Um dos pilotos, tenente Gonçalo Cruz, explica que visualiza no seu monitor em tempo real o que o “Santa Cruz” também “vê” e que lhe compete indicar um ponto a partir do qual o UAV vai efectuar a busca/vigilância, um “Waypoint”, define-lhe o padrão de busca, e depois ele (a aeronave) faz o resto sozinho! Todo o comportamento em voo da aeronaves é monitorizada deste posto de pilotagem e se necessário é executada intervenção para introduzir alterações que se revelem necessárias.
Assim neste dia, pelo menos aquilo que observamos porque o “Destacamento” continuou nessa sexta-feira à tarde o seu trabalho muito para além da nossa estadia, foram testados em terra e no ar, exaustivamente, tudo aquilo a que se propunham, e com sucesso: sistemas mecânicos, comunicações e vídeo (com e sem amplificador, sistema que tinha causado interferências/problemas em voo anterior). Seguiu-se o “hand-over” (mudança de piloto) para o local junto ao oceano, em concreto bem perto do marco geodésico do Alto da Vela, onde se instalou uma antena de “tracking”. O passo seguinte seria a procura de um determinado navio mercante, a sua identificação e seguimento.

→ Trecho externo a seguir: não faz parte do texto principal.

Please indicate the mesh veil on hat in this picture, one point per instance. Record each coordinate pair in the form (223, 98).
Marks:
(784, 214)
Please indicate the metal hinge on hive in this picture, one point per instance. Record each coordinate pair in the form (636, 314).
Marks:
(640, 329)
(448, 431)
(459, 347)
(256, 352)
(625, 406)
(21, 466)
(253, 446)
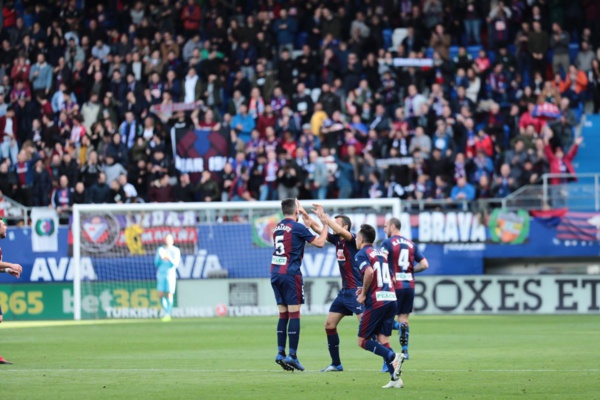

O PITVANT continua assim de boa saúde a desenvolver capacidades úteis a Portugal e às suas Forças Armadas, para mostrar ser possível substituir, a seu tempo, com vantagens operacionais e económicas, aeronaves e homens em algumas missões. É um caminho que continua a ser seguido, conduzido por gente muito interessada e empenhada, numa saudável e proveitosa cooperação com a universidade. O desafio continua a ser e será sempre até à conclusão do projecto de investigação e desenvolvimento em 2015, a eventual produção pela indústria (ou pela própria Força Aérea?) destes equipamentos para emprego operacional e as transformações que estes meios virão a originar não só nas diferentes utilizações que os ramos das Forças Armadas lhes podem atribuir, mas em todo o dispositivo de vigilância da costa portuguesa, arquipélagos incluídos.